3 Comments
Apr 24, 2023Liked by Ramanan Raghavendran

Great topic—thank you for writing .

I like this challenge a lot.

Especially because I think we can still make significant progress to improve our “trust economy” with readily available tools.

Information begets trust insofar as it’s gathered, shared and displayed appropriately. For example, we have a lot more data and information on a given brand of baby food than is ever made available to a buyer online. The internet has of course been happy to facilitate easy and fast transactions nonetheless, without very much “information-rigor”. Marketing claims could get ALL the way around the world before the truth could get its pants on!

Ecommerce has conveniently decentralized a version of truth at the cost of now-familiar pitfalls.
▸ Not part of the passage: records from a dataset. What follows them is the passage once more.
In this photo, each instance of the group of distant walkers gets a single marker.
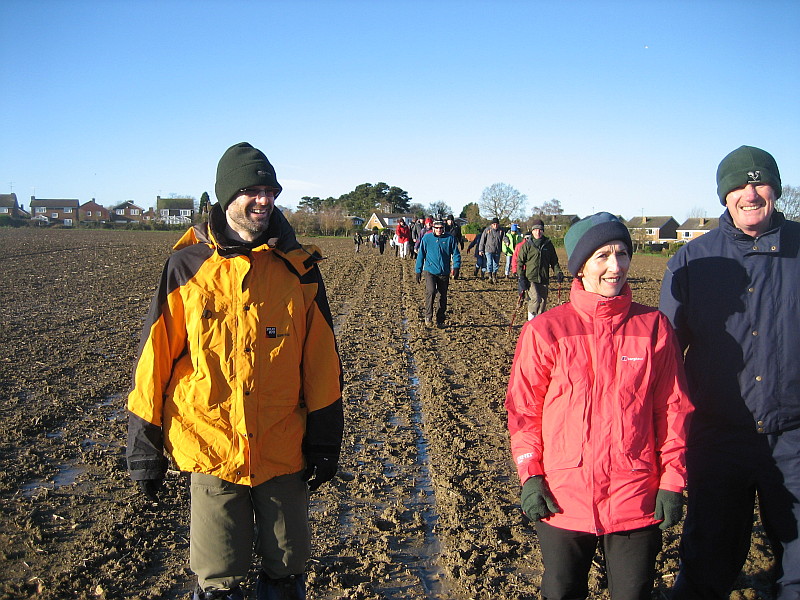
(615, 409)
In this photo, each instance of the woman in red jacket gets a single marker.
(597, 413)
(403, 237)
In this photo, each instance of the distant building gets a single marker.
(10, 207)
(92, 212)
(646, 231)
(387, 220)
(55, 211)
(127, 212)
(694, 228)
(175, 211)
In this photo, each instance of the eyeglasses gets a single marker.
(256, 192)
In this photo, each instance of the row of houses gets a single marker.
(70, 212)
(645, 231)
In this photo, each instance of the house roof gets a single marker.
(92, 203)
(174, 203)
(54, 202)
(127, 204)
(8, 200)
(648, 222)
(700, 224)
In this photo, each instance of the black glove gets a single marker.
(523, 284)
(320, 468)
(537, 501)
(150, 488)
(669, 507)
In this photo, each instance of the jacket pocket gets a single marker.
(564, 425)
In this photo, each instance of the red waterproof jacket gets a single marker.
(403, 233)
(597, 404)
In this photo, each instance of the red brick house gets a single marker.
(694, 228)
(646, 231)
(10, 208)
(92, 212)
(55, 211)
(127, 212)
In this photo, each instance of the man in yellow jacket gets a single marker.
(238, 381)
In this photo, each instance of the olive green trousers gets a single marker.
(229, 520)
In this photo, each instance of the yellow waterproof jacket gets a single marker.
(237, 362)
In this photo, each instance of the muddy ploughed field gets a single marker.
(426, 502)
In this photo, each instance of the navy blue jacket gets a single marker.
(434, 254)
(734, 301)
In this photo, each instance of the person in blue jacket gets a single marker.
(733, 296)
(433, 260)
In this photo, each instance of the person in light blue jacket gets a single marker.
(434, 261)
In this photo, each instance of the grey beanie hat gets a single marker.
(243, 166)
(591, 233)
(747, 164)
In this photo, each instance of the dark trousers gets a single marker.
(723, 481)
(567, 557)
(434, 284)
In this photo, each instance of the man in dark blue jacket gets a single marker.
(433, 259)
(733, 296)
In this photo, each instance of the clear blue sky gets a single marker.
(619, 106)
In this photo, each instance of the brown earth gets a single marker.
(426, 503)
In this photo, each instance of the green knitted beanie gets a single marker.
(240, 167)
(744, 165)
(591, 233)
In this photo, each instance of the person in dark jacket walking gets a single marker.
(535, 260)
(732, 296)
(480, 261)
(454, 229)
(491, 245)
(433, 261)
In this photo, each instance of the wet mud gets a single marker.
(426, 504)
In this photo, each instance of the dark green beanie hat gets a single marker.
(589, 234)
(243, 166)
(744, 165)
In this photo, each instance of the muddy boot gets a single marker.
(232, 594)
(292, 587)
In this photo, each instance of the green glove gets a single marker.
(669, 508)
(537, 501)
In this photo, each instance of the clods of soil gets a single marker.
(426, 504)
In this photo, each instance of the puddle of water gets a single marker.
(67, 474)
(432, 578)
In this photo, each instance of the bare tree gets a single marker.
(502, 201)
(550, 207)
(789, 202)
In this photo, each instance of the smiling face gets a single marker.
(248, 214)
(606, 270)
(751, 208)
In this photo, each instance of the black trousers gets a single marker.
(434, 284)
(567, 557)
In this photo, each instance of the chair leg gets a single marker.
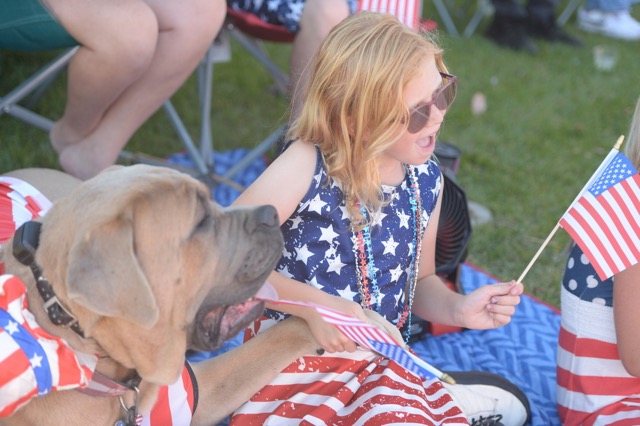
(568, 11)
(9, 103)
Democratized online reviews and social media are not critically mature enough to fight the winds of sales growth with scientific truth.

Hope: We can do something about this. The good news is that if the right information is available in the right places and in a digestible manner, we can expect people to act accordingly (right?).

A hypothesis? Brands can succeed over competitors AND do right by sharing more information, *in the right ways*, about their products.

Brands arent people, but they aren’t far off. They are conduits of trust.

Expand full comment
Apr 24, 2023Liked by Ramanan Raghavendran

Under the 'do something' I would lean more into government action - if technology is eroding trust, government should control their ability to do so. It is striking that social networks and news aggregators and search engines have no responsibility for the accuracy, veracity and outcomes related to the information they share - that is new. Essentially they provide free information, they get eyeballs, and they monetize advertising - this is what newspapers and radio and TV did but these were all tightly regulated for accuracy and responsible reporting (both by government and by the potential for private liable cases) ... we should force Meta, Alphabet, TikTok and others to live to the same standard.